Results from the PantoCIN clinical trial, which was co-funded by Breast Cancer Foundation NZ, have just been presented at the San Antonio Breast Cancer Symposium – the world’s most prestigious breast cancer conference, currently taking place in Texas, United States.

Dr Isaacs describes the results as a game-changer that will make a real difference to people’s quality of life: “Delayed nausea and vomiting are recognised as some of the most distressing side effects from chemotherapy, with the drugs used to treat immediate vomiting relatively ineffective for delayed reactions.

“Now we have the evidence to show that pantoprazole is a safe and cheap way for patients to avoid these prolonged side effects, so doctors can safely introduce this drug into their treatment regimes. For patients, it means being able to continue functioning normally throughout the course of their treatment, minimising the impact of going though chemotherapy.”

Breast cancer patient from the Horowhenua, Cristel Craig, experienced delayed nausea while going through chemotherapy last December: “Around a week after I’d started chemo, I was all of sudden up in the middle of the night feeling like I needed to vomit. My 16-year-old son had to take care of me dry-retching in the bathroom, I just felt so lousy. It was scary not knowing what was happening.

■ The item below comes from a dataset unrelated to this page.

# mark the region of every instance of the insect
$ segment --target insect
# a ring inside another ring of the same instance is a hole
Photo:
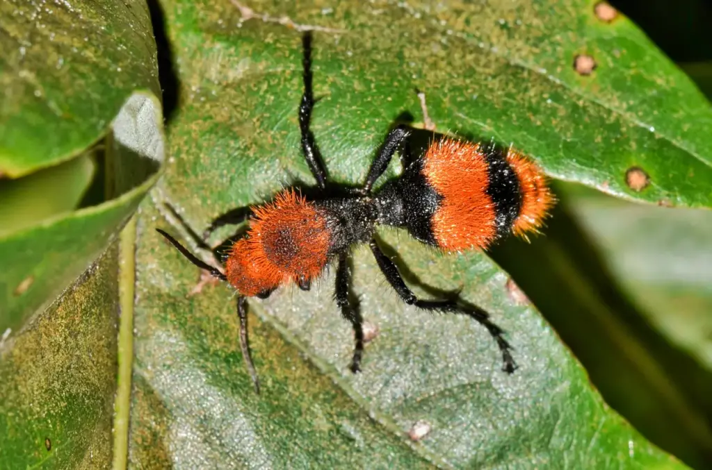
[[[255,390],[257,373],[247,343],[248,297],[265,299],[280,286],[295,283],[309,290],[328,265],[336,262],[336,304],[354,331],[350,369],[360,370],[362,318],[349,300],[351,272],[347,257],[357,244],[367,243],[384,277],[407,304],[423,310],[468,315],[483,325],[502,354],[503,370],[516,364],[503,330],[481,310],[466,308],[456,299],[422,299],[403,281],[394,262],[375,237],[377,225],[404,228],[417,240],[444,252],[484,249],[511,233],[525,235],[542,225],[553,198],[544,176],[530,161],[510,149],[450,138],[432,142],[404,169],[400,177],[374,192],[374,183],[399,149],[409,151],[408,128],[387,134],[360,188],[329,196],[330,185],[310,130],[315,100],[312,90],[311,36],[303,36],[304,92],[299,106],[301,149],[317,182],[318,196],[307,197],[288,188],[272,202],[231,210],[218,217],[204,233],[226,225],[248,223],[234,241],[224,273],[197,257],[164,231],[157,229],[186,258],[237,292],[240,344]]]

I thought I was past the nausea stage and hadn’t realised it could come on later.

“It’s wonderful to think other women won’t have to go through this now, as it’s not something you’d wish on your worst enemy. It really messes with your mind to have to make yourself so sick in order to get better, so I’m all for anything that can reduce that misery.”

Ah-Leen Rayner, chief executive of Breast Cancer Foundation NZ, explains how the study has also made a significant scientific advancement for clinical trials in the country: “New Zealand has limited access to international clinical trials and this was the first time so many different centres have been involved in a New Zealand-generated trial in breast cancer.

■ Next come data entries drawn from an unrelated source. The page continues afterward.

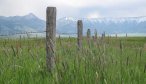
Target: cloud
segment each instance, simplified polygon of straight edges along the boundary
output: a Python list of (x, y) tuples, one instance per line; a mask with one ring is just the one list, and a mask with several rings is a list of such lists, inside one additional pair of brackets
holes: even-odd
[(47, 6), (57, 7), (57, 17), (146, 16), (146, 0), (0, 0), (0, 16), (30, 12), (45, 19)]

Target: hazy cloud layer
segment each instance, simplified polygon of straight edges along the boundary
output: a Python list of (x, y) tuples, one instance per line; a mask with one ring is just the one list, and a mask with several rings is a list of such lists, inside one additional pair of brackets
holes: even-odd
[(146, 0), (0, 0), (0, 16), (31, 12), (45, 19), (47, 6), (57, 7), (58, 18), (146, 16)]

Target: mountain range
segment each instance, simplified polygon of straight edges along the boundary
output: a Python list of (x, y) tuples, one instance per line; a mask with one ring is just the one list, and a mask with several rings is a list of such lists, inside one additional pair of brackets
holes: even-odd
[[(96, 29), (98, 33), (146, 33), (146, 17), (122, 18), (73, 18), (57, 19), (57, 32), (76, 33), (77, 20), (83, 21), (83, 32)], [(0, 16), (0, 34), (17, 32), (39, 32), (45, 30), (45, 21), (30, 13), (25, 16)]]

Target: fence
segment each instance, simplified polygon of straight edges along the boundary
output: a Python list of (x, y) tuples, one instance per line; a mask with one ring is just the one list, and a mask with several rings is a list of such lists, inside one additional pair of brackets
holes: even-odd
[[(36, 34), (36, 33), (46, 33), (46, 65), (48, 71), (52, 71), (55, 67), (55, 43), (56, 43), (56, 34), (59, 35), (77, 35), (77, 44), (78, 49), (82, 49), (82, 40), (83, 40), (83, 22), (82, 20), (77, 21), (77, 33), (60, 33), (56, 31), (56, 8), (48, 7), (46, 11), (46, 30), (40, 32), (17, 32), (11, 33), (8, 35), (0, 35), (0, 36), (12, 36), (12, 35), (21, 35), (21, 34)], [(97, 31), (94, 32), (93, 39), (97, 40)], [(127, 36), (127, 34), (126, 34)], [(105, 37), (105, 33), (102, 34), (102, 38)], [(117, 37), (117, 34), (116, 34)], [(91, 39), (91, 31), (87, 30), (87, 41), (90, 44)], [(89, 45), (90, 46), (90, 45)]]

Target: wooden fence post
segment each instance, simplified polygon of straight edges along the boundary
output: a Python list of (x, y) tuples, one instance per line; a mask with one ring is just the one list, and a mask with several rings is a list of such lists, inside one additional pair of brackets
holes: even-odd
[(82, 20), (77, 21), (77, 33), (78, 33), (78, 38), (77, 38), (77, 44), (78, 44), (78, 49), (80, 50), (82, 48), (82, 36), (83, 36), (83, 23)]
[(47, 7), (46, 14), (46, 64), (51, 72), (55, 68), (56, 7)]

“So, not only were more patients from around the country able to benefit from the trial, it gave smaller hospitals in the regions the opportunity to participate in a breast cancer trial for the first time. This has had real benefits for our local hospitals in building their experience and setting themselves up for more clinical trials in the future.”

In the randomised, double-blind controlled PantoCIN trial, 51% of participants showed a complete absence of delayed nausea or vomiting (which occurs two to five days after each chemo round) after taking pantoprazole compared to 39% who received the placebo. Of the patients who did have nausea, their nausea levels were much lower while on pantoprazole.

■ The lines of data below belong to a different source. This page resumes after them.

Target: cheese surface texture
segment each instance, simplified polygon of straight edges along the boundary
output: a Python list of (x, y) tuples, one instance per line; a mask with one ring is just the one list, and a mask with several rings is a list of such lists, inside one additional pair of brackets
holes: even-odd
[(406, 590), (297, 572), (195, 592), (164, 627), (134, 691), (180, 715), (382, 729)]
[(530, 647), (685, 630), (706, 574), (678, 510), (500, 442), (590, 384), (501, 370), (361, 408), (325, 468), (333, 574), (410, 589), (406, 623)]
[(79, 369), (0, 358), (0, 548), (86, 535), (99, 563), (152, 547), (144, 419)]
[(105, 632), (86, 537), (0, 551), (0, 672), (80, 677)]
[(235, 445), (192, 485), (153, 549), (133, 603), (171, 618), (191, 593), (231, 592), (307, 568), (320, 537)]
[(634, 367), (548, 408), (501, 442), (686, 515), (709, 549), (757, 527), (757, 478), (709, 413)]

Participants received pantoprazole for one cycle of treatment and during the other received a placebo. Neither the patients nor the treating doctors knew whether participants were taking pantoprazole or placebo. When asked whether they felt better on either cycle, based on the amount and severity of reactions they experienced, 50% preferred pantoprazole, while only 25% preferred the placebo.

Breast Cancer Foundation NZ contributed $260,000 towards the trial – the largest amount the charity has ever invested in a clinical trial. It was also supported by Breast Cancer Trials (a group of doctors and researchers based in NZ and Australia). The two-year trial involved 144 breast cancer patients from 11 hospitals across New Zealand (in Auckland, Christchurch, Dunedin, Hamilton, Hawke’s Bay, New Plymouth, Palmerston North, Rotorua, Tauranga, Wellington and Whangārei).